"Everyone’s work and mindset towards it should now reflect EXECUTION, INNOVATION, and EXPLORATION.”
- Greg McKeown, Essentialism
Here at Studio/E we have had the great privilege of supporting hundreds of organizations and thousands of leaders in courageously exploring the unknown. Sometimes it is simply about adopting a new, exploratory mindset. Other times we go deep helping teams launch new initiatives and innovations. In all cases, our efforts and attention center around exploring something completely new that creates new value; something truly unknown for our clients. As you can imagine, we have racked up quite the laundry list of obstacles that stand in the way of leaders and teams tackling such important and necessary endeavors. The most common – impacting nearly everyone we have worked with – is time.
Every one of us has the same amount of time. You have no more and no less time in your day than the likes of Oprah, the Dalai Lama, and the late Steve Jobs. 24 hours. 1,440 minutes. 86,400 seconds – that’s what a day is comprised of. For each of us. Yet, our ability to organize and prioritize (dare I say control) our time in the most meaningful and effective way varies dramatically for each of us. We hear it all-too often, “I don’t have time for ______. I’m too busy doing ______. If only I had more time!” Our to-do list (or worse, someone else’s to-do list) consumes much of our time.
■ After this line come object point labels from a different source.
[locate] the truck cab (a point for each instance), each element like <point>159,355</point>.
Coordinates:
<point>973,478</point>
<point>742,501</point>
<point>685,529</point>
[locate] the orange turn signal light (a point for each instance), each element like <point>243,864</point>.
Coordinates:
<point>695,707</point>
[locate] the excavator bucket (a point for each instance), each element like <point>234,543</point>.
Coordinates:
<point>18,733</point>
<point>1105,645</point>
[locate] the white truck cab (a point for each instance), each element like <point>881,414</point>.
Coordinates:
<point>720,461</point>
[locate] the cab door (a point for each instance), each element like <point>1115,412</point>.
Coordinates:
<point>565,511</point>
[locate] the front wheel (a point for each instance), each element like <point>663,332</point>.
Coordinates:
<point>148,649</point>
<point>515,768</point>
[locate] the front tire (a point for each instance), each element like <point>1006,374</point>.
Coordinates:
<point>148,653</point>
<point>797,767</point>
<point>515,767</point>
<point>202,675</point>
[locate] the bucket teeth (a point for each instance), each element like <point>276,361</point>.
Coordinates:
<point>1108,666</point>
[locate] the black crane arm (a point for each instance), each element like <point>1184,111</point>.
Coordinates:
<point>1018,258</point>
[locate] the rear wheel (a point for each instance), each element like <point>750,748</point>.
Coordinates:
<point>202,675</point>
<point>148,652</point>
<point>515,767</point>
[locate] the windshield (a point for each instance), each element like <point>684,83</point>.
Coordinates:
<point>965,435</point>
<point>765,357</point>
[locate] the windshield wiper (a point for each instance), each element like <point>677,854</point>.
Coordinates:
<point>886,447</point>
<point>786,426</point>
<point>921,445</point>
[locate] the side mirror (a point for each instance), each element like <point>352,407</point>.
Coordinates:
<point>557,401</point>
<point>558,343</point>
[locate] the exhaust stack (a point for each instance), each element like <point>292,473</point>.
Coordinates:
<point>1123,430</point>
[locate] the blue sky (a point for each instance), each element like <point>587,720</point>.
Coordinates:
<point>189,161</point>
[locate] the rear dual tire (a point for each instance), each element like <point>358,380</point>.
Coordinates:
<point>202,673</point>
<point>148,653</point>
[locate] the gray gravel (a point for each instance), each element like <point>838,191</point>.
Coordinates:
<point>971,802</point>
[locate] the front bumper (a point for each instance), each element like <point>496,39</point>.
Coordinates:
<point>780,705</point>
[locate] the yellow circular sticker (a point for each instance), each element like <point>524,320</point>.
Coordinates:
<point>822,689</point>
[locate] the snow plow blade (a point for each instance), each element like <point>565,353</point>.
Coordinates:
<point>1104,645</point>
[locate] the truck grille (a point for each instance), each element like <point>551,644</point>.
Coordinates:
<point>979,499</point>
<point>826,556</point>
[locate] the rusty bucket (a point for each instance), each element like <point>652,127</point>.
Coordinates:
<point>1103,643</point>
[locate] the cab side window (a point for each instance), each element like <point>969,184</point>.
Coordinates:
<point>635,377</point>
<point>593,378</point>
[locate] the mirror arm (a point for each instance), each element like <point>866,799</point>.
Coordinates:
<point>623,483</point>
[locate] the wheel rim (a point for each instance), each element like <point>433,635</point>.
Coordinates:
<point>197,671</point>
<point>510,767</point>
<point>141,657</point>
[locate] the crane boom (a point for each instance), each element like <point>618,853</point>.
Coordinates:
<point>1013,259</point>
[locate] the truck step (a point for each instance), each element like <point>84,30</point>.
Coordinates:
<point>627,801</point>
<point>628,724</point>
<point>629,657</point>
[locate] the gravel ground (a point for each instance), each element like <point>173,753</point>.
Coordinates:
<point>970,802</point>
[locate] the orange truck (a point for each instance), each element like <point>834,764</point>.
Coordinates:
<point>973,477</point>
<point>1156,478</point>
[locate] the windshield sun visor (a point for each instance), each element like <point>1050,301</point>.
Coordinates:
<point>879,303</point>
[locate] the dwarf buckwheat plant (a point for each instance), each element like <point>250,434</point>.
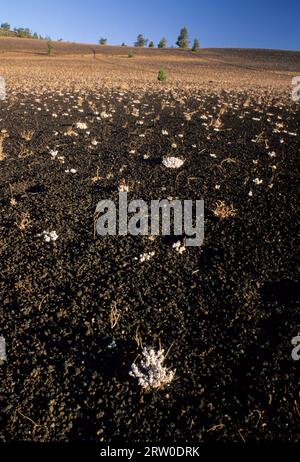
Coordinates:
<point>151,373</point>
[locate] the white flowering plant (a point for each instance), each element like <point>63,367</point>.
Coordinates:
<point>151,373</point>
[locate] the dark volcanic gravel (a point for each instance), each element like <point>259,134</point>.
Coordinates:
<point>227,309</point>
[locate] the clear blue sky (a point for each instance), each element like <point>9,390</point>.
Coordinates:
<point>217,23</point>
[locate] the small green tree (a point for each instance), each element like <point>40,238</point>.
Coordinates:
<point>50,47</point>
<point>162,75</point>
<point>5,26</point>
<point>162,43</point>
<point>183,38</point>
<point>141,41</point>
<point>196,45</point>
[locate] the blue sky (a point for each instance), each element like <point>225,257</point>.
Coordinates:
<point>217,23</point>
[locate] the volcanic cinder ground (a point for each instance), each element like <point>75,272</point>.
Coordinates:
<point>75,312</point>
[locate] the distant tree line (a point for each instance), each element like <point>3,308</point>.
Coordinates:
<point>182,41</point>
<point>23,32</point>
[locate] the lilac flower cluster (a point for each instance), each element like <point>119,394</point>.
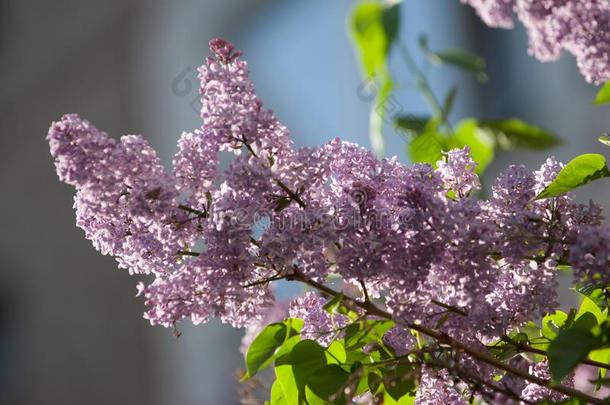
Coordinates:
<point>581,27</point>
<point>415,237</point>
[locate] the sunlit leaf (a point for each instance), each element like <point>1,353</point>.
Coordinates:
<point>579,171</point>
<point>261,351</point>
<point>568,350</point>
<point>514,133</point>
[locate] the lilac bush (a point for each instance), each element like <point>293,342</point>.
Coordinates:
<point>580,27</point>
<point>424,286</point>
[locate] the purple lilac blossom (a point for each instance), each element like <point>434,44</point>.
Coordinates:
<point>535,393</point>
<point>580,27</point>
<point>318,324</point>
<point>483,267</point>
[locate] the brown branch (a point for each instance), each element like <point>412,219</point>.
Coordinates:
<point>187,253</point>
<point>527,348</point>
<point>444,338</point>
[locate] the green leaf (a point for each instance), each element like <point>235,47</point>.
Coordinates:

To break out of the mold and overcome this time obstacle, adopting a portfolio approach to time has proven to be highly effective. And when it comes to exploring the unknown and moving new ideas forward, we have found a 70/20/10-time portfolio is an ideal place to start.
- 70% Execution. These are our day-to-day tasks and responsibilities. Following existing systems and processes, this 70% is how our businesses and lives are run.
- 20% Innovation. This is time spent working on enhancing our operation, finding new efficiencies, and creating improvements to the way we execute.
- 10% Exploration. This is getting out from under our routine and predictable tasks and responsibilities to gain new knowledge and insights. With exploration, the real value is created when you bring new learnings back and apply them to your business and life in a meaningful way. This is where new possibilities and values are discovered!
Here is the conundrum. Most of us and our organizations are well above 70% execution. Heck, we have had some of the best performing teams and leaders take pride in being close to 100% execution. But if you are playing the long game, this approach will not cut it.
So how can you make time for the 20% and 10%? The following three steps can help:
1. Assess your current time mix.
When it comes to making change, having awareness for where you are today is an ideal first step. We recommend looking at your calendar over the past week and doing a quick inventory. How much of your time is being used for each (Execution, Innovation and Exploration)? Are you close to the 70/20/10 mix? What other observations do you have about how you are spending your time?
2. Create space for the 20% and 10%
Much like shaking up a marketplace with a new, innovative offering, identifying ways to disrupt and dislodge time from your overwhelming calendar is the next step. To do this we have repurposed the framework made popular in Blue Ocean Strategy. Take about 15 minutes and work through the following categories to create a list of ways you can effect change and create space for the 20% and 10%.
Identify one item from each of the four categories you can take action on right away.
3. Use your time wisely.
Putting your new insights into action and designing your time to reflect your desired portfolio time mix is where the magic happens. One approach to this can be using the Studio/E Priority Coach that can help you identify and take action against your highest-level priorities. Another method could be implementing the time blocking time management technique made popular by Cal Newport in his book Deep Work. Both are great ways to proactively identify and set aside time to do your most important work.
We are masterful at getting the urgent and important tasks done. Yet it is within our ability to dedicate time to the less urgent but equally important work we have in front of us that can really set us apart and allow us to move our ideas and lives forward. In the great words of our dear friend Greg McKeown, “If you don’t prioritize your life, somebody else will.”
Questions to Explore:
1. What is something you would like to explore but do not have time for?
2. What is your current time portfolio mix? Is it 70/20/10?
3. What changes can you make to create more time for exploration?